Anyhow, you choose to not go down the road my husbands parents did and I believe that you are intelligent enough to understand your situation at the time and how it would affect your sons future. You have a chance to have a positive relationship with him and he will some day be grateful for your tough decision and perhaps want to build a relationship with you and your new baby. As far as your friends and family to judge you, embrace your pregnancy because like your son, you value this baby, you want this baby, you love this baby, and you have intentions to provide this baby with the best experience you can so it can grow up feeling loved, valued, worthy, and wanted. If they still judge you, perhaps you should cut the line with a few of them because a true friend will do their best to support you no matter what. They do not have to agree with your decision, but they should support you and your decision. Some friends are in our life for a moment, some for awhile, some for a few years, and some for a lifetime, so don't worry about them.....you son and this baby will be in your heart and life until eternity.

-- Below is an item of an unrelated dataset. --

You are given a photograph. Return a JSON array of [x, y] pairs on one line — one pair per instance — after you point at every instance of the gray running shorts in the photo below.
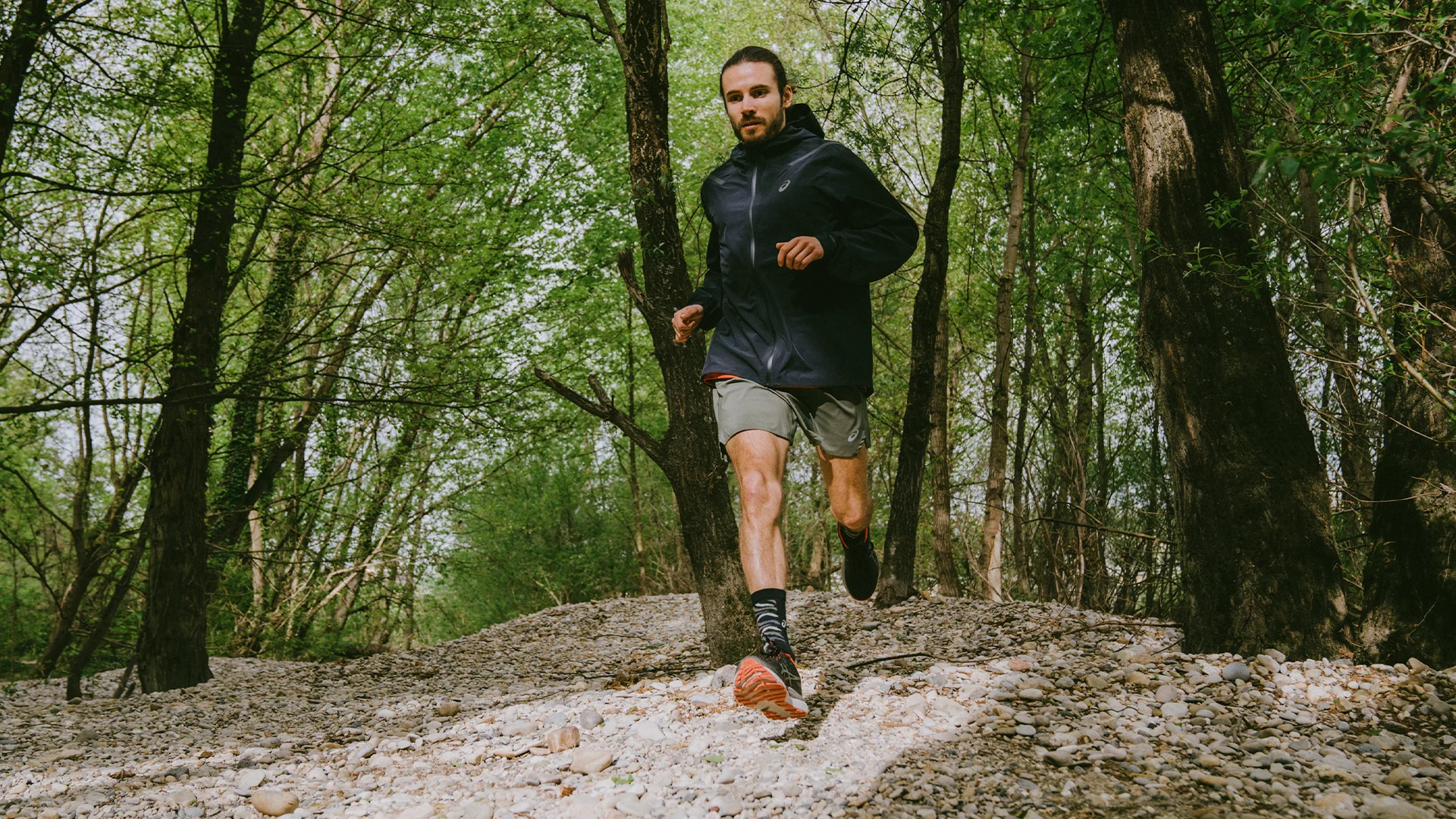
[[835, 419]]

Another idea would be to talk with the adoption counselor you used with your son and see if she has any other former clients who are in a similar situation like you and maybe she could introduce you to one or let you talk with one and perhaps start a new friendship with one because you would have a lot in common.
Just remember, you are not alone. There are many many woman who have been in your shoes before and it does get better, just keep you head held high and take each day as a blessing with the baby growing in your belly and as a blessing knowing your son is well taken care of and happy.